A Community Devoted to the Preservation and Practice of Celestial Navigation and Other Methods of Traditional Wayfinding
From: Frank Reed
Date: 2018 Feb 7, 13:56 -0800
One of the fundamental limiting factors in standard celestial navigation is uncertainty of the sea horizon. There are height of eye issues, but even more important is variable refraction which lifts the horizon up from its geometric position and also allows us to see beyond the geometric horizon. Often the horizon looks choppy or even appears as if it's broken up into bits of confetti. I have been thinking about these issues for rather a long time... Last night I found some photos I took nine years ago in an unusual circumstance.

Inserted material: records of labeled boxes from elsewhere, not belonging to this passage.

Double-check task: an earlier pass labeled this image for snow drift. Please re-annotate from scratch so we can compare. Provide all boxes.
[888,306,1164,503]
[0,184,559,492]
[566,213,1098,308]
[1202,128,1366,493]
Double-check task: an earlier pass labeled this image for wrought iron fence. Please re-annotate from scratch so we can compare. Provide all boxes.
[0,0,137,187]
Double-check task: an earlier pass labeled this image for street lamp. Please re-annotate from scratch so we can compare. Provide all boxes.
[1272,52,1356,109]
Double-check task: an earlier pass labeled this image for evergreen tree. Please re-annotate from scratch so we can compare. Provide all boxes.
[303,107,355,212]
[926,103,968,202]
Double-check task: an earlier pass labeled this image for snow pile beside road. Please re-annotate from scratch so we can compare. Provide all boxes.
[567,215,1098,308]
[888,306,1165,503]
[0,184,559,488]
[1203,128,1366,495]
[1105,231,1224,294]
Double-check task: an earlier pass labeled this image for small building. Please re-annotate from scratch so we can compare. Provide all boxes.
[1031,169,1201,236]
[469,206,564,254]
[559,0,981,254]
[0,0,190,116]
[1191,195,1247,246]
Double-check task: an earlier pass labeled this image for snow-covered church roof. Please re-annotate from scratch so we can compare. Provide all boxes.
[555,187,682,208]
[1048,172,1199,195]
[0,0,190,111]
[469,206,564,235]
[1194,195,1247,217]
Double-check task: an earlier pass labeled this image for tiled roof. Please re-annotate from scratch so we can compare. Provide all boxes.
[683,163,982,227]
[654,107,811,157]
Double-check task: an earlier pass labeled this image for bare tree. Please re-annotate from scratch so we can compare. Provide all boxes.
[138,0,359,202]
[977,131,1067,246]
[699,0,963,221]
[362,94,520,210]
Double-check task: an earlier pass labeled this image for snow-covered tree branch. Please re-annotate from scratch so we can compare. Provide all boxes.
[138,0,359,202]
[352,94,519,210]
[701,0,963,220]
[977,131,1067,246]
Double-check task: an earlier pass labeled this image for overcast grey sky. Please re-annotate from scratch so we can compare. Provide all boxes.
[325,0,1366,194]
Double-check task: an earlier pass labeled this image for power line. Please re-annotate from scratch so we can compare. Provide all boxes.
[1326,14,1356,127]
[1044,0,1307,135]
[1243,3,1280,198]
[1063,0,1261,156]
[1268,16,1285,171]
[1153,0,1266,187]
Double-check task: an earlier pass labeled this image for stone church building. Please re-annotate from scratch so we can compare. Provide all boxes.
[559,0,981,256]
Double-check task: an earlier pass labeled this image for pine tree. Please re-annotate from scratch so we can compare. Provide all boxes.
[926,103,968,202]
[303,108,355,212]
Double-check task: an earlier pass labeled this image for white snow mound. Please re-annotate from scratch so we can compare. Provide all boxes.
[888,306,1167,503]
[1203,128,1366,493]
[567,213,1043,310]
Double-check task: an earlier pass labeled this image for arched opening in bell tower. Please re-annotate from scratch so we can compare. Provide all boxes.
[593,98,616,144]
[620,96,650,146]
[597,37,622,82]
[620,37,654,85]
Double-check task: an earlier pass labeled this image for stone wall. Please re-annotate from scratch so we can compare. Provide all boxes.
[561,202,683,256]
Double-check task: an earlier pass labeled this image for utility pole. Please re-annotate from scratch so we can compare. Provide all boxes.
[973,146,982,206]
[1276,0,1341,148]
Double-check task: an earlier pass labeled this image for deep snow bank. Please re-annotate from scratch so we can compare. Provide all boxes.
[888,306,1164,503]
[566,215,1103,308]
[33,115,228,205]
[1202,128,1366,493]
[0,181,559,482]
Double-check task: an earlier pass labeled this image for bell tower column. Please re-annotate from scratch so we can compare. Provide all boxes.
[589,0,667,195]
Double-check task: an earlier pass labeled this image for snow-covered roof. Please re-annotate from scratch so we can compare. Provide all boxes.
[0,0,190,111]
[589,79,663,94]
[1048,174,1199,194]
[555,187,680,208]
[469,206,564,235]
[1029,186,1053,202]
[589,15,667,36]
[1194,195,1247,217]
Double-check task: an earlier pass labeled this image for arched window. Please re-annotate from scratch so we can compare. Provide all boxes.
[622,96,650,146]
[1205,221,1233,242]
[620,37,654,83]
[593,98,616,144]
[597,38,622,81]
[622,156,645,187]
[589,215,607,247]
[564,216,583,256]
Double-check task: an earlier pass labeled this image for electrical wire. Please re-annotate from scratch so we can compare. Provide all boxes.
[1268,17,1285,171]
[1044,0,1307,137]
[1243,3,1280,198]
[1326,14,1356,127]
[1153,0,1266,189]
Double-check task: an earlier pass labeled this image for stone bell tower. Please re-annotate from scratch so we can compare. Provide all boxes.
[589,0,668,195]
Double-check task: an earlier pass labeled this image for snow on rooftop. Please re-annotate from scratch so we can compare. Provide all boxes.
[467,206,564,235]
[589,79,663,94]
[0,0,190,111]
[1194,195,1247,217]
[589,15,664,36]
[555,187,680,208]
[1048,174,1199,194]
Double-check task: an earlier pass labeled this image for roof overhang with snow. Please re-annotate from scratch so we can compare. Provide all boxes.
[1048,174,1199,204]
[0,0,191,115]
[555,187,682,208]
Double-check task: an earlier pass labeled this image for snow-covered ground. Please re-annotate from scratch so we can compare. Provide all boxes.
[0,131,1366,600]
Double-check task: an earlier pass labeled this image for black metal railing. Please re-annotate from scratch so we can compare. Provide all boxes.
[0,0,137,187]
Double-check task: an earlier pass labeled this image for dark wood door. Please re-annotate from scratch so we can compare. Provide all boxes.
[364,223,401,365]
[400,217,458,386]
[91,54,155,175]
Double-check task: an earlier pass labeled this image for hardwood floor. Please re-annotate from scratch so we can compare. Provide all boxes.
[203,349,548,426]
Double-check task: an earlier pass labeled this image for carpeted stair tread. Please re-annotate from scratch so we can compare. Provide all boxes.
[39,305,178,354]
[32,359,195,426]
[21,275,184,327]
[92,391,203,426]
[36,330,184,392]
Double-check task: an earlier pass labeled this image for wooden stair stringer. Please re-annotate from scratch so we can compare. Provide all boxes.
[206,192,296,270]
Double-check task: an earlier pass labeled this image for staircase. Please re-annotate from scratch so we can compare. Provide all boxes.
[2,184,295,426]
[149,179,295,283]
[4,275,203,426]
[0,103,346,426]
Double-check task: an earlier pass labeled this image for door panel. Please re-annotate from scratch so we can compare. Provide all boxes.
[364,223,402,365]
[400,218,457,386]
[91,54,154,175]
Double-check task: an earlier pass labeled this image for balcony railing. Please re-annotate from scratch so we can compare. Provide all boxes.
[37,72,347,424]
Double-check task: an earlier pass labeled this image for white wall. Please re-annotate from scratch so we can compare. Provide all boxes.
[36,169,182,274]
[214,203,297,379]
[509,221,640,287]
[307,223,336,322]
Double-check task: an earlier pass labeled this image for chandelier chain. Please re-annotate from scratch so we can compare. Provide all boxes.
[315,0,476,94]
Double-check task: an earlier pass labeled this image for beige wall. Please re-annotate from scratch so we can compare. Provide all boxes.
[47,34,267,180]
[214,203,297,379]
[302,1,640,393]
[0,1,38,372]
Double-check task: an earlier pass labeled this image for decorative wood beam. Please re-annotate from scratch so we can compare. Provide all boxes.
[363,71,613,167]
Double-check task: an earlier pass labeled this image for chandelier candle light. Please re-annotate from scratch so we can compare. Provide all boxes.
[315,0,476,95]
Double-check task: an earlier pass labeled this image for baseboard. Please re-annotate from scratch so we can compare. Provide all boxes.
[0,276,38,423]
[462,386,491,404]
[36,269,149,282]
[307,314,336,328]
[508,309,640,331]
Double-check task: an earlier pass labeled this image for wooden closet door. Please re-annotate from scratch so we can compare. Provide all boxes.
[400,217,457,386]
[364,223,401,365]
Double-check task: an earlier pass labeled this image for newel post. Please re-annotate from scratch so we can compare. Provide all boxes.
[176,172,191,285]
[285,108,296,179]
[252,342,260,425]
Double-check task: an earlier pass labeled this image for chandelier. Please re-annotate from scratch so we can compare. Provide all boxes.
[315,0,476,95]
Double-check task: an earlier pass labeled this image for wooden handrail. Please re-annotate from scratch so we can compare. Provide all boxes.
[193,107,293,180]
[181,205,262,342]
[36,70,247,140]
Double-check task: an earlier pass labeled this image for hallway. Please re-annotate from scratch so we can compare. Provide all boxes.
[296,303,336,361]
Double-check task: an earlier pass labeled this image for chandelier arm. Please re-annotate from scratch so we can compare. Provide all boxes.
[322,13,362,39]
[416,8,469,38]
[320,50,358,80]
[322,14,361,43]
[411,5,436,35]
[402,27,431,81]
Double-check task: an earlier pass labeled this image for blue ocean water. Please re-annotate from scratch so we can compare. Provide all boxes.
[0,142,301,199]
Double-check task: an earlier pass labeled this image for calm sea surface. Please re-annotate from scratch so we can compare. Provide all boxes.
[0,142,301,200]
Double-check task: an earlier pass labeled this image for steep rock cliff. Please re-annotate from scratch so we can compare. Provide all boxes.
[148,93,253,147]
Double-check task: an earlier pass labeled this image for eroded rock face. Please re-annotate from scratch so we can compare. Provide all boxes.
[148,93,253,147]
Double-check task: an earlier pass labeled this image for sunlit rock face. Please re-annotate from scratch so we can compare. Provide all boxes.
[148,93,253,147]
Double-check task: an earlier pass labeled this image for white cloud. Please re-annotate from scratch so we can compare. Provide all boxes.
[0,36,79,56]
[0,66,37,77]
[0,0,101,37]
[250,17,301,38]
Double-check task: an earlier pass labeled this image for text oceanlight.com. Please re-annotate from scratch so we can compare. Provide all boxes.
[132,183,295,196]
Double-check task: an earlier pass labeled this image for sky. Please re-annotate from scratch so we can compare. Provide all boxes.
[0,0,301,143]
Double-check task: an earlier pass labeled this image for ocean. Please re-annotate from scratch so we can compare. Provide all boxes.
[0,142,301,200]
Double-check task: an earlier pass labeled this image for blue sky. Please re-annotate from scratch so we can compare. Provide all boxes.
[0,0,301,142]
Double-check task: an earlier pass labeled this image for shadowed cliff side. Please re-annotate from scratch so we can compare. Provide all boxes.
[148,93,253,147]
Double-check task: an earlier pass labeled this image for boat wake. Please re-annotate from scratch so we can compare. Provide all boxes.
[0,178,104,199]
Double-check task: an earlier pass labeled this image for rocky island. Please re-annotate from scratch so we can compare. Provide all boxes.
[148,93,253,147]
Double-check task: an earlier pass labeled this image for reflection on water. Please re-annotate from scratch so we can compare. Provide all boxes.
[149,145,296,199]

In August 2009, I was visiting th WW2-era fleet submarine "USS Cod" on the shore of Lake Erie in downtown Cleveland, Ohio. It's a fine submarine in excellent condition. They also have a periscope set up on-shore, and visitors can look through it and see the breakwater and the lake horizon beyond. The day I was there it was pointed at the water-intake "crib" about three and a half miles out in the lake. I took a few photos, and you can clearly see the refraction-distorted horizon. The waviness and "choppiness" visible here is not waves on the water surface. It's a refraction-driven mirage-like phenomenon. In the photo we can determine the scale of this "waviness" since the height of the antenna on the crib is known and we can determine the distance to the stucture from the location of the submarine.
The antenna is reported to reach 165 feet above the lake surface. The crib is located at 41°32.9' N, 81°45.0' W. The submarine memorial is at 41°30.6' N, 81°41.5' W. The difference in latitude is 2.3' and the difference is longitude is 3.5'. In this latitude, the conversion factor from longitude minutes to miles (=cos(lat)) is just about 0.75 so the distance E/W is 2.625 miles. The distance N/S is identical to the difference in latitude: 2.3 miles. Then using simple Pythagoras to get the distance, that's 3.5 nautical miles or 21300 feet nearly. The ratio of height to distance is 165/21300. To convert that angle to minutes of arc we multiply by 3438 (anybody digging out a sine or a tangent here, you are doing it wrong!). The result is 27 minutes of arc from the lake surface to the top of the antenna. Note that the apparent horizon seems to obscure the lowest edge of the crib structure but it's not significant. Maybe subtract a minute of arc for that. Then looking at the image here (crib2) it's about 148 pixels from the lake surface to the top of the tower so that gives a scale of about 5.7 pixels per minute of arc. Looking along the horizon, the typical "wobble" is about 5 pixels so roughly 0.8' of arc. That's a lot of noise! And this is why celestial navigation reached its maximum accuracy by the early 19th century. Yes, we can make better sextants, and we can measure angles five or ten times better (for example, shooting lunars, which do not depend on the horizon), but the intrinsic uncertainty in the horizon is always present, and there's no way to know how large it really is.
I noted above that the lowest part of the crib structure seems to be obscured by the apparent horizon. This is also a hint at anomalous refraction since it shouldn't be obscured. The optical head of the periscope here was at least 25 feet above the lake level. That implies that the visible horizon should be about six miles away (take square root of height of eye in feet and "add a tip" --15 to 20%). But we know the crib is only 3.5 miles away. The structure should appear slightly in front of the lake horizon, not sligtly beyond it. The difference here is caused by anomalous refraction. In celestial navigation terms, this would affect the actual dip by about a half a minute of arc or so. Again, variable, anomalous refraction of the horizon places the biggest restraint on the accuracy of standard celestial navigation. It's "about a mile" and usually no better.